The future of the debt-ridden house was in doubt for a number of years until its sale last year to Hotel Westport Ltd. This was followed by the appointment of Tim Husbands as CEO. Husbands was the highly successful CEO of Titanic Belfast, but in July he jumped ship a second time, citing project delays as the reason for his departure from Westport. His plans there apparently included turning the estate into a major outdoor concert venue.
Threats and changes
The chamber music festival and its artistic directors, violinist Catherine Leonard and pianist Hugh Tinney, have so far sailed safely through all the threats and changes. The Westport House concerts are held in a room that's long and narrow, and if you don't like the idea of intimacy with fellow concert-goers and performers you'd be well advised to stay away. That intimacy, of course, is what most people prize.

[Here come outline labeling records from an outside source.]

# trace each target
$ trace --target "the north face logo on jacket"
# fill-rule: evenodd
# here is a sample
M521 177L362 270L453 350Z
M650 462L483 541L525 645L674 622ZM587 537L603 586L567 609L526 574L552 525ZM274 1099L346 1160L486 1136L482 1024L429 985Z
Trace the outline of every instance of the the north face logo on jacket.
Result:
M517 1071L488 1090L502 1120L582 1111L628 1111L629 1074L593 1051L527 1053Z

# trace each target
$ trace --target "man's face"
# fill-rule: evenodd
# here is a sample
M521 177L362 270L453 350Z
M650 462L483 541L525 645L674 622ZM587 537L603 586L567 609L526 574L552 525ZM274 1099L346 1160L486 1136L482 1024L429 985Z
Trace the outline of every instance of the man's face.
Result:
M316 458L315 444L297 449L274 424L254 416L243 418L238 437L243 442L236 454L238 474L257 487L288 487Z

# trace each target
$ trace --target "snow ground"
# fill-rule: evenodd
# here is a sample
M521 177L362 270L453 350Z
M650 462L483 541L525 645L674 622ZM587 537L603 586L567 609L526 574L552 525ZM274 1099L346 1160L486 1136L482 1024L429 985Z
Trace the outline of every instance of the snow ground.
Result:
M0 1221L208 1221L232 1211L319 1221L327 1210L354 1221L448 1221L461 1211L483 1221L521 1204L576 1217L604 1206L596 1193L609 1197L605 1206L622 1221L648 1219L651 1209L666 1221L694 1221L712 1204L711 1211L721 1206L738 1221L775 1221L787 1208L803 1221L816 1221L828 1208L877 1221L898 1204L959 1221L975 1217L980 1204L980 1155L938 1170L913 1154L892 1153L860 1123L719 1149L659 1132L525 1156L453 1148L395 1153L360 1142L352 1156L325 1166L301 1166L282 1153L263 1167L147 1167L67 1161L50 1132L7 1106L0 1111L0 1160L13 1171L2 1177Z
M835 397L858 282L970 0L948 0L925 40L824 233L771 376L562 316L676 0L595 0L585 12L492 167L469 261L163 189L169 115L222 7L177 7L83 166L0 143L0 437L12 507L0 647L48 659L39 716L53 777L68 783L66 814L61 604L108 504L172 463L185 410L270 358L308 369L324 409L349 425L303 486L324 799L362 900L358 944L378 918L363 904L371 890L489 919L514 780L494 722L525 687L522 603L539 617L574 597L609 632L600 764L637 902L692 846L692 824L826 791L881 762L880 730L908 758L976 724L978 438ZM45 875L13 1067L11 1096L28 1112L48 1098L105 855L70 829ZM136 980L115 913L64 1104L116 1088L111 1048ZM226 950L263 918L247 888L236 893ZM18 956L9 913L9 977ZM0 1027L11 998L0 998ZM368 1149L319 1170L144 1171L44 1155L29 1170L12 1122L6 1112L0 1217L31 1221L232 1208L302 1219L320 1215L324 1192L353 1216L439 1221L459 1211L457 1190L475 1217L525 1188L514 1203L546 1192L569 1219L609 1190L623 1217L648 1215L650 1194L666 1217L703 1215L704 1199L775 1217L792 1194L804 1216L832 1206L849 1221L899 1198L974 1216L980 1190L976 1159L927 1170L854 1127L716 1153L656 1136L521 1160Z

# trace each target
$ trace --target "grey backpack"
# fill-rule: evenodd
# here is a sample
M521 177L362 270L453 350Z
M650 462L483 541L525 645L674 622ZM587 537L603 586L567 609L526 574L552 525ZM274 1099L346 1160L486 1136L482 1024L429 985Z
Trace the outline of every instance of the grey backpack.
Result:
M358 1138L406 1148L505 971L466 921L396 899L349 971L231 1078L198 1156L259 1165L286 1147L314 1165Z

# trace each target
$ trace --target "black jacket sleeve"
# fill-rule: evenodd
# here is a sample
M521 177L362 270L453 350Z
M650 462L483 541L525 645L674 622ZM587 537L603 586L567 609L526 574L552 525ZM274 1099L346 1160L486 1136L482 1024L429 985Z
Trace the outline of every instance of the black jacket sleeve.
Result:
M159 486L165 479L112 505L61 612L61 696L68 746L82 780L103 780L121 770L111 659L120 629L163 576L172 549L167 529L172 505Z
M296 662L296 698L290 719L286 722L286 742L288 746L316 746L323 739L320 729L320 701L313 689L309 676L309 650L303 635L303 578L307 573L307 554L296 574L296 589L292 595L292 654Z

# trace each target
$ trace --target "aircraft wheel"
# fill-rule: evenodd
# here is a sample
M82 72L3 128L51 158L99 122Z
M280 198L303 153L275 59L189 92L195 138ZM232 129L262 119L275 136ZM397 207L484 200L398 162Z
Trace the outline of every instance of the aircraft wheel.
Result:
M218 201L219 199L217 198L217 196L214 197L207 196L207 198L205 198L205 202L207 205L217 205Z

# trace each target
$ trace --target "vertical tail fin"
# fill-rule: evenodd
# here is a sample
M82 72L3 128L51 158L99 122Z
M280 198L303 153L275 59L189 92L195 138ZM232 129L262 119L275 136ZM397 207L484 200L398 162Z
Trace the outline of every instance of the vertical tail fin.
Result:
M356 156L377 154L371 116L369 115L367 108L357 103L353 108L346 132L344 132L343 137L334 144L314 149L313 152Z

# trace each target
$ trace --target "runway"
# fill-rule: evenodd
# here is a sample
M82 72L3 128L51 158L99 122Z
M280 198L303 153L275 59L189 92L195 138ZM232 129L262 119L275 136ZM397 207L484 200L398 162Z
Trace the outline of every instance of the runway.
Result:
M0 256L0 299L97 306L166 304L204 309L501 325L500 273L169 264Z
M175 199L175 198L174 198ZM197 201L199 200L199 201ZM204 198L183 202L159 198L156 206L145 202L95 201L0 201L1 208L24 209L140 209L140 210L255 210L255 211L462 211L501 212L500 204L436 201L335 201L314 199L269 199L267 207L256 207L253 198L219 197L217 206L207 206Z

There are two concerts in Westport House. Friday's opening programme features Grieg's ardent C minor Violin Sonata (from Venezuelan violinist Giovanni Guzzo and Irish pianist Michael McHale), Milhaud's Six chants populaires hébraïques, based on material from the Jewish traditions of Poland and Ukraine (Milhaud himself was Jewish), and Honegger's light Petit Cours de morale (both performed by Irish tenor Robin Tritschler and Latvian pianist Diane Ketler), and Mozart's great String Quintet in G minor (with Norwegian viola player Eivind Holtsmark Rinstad and Britain's Heath Quartet). The Heath Quartet has Sunday morning's Westport House concert all to itself, for chorales by Bach and Britten's Second String Quartet.
Up and running
All of Saturday's concerts are in Westport's Town Hall Theatre, a venue which was not even up and running when the chamber music festival started. In the morning, rising cellist Killian White gives the Next Generation Artist Concert with pianist Gary Beecher. Works by Lowell Liebermann (his Yeats setting A Poet to His Beloved from Tritschler with a mixed ensemble that includes Hugh Tinney), Shostakovich (his Cello Sonata with Natalie Clein) and Fauré (his G minor Piano Quartet) form the main evening concert. And Tritschler is joined by pianist Michael McHale for a late-night performance of Schumann's song-cycle, Dichterliebe.
The closing concert, in the Holy Trinity Church at 2.30pm on Sunday, mixes and matches the festival’s performers in Schubert’s Arpeggione Sonata, Debussy’s Six épigraphes antiques and Mendelssohn’s Piano Trio in C minor Op 66.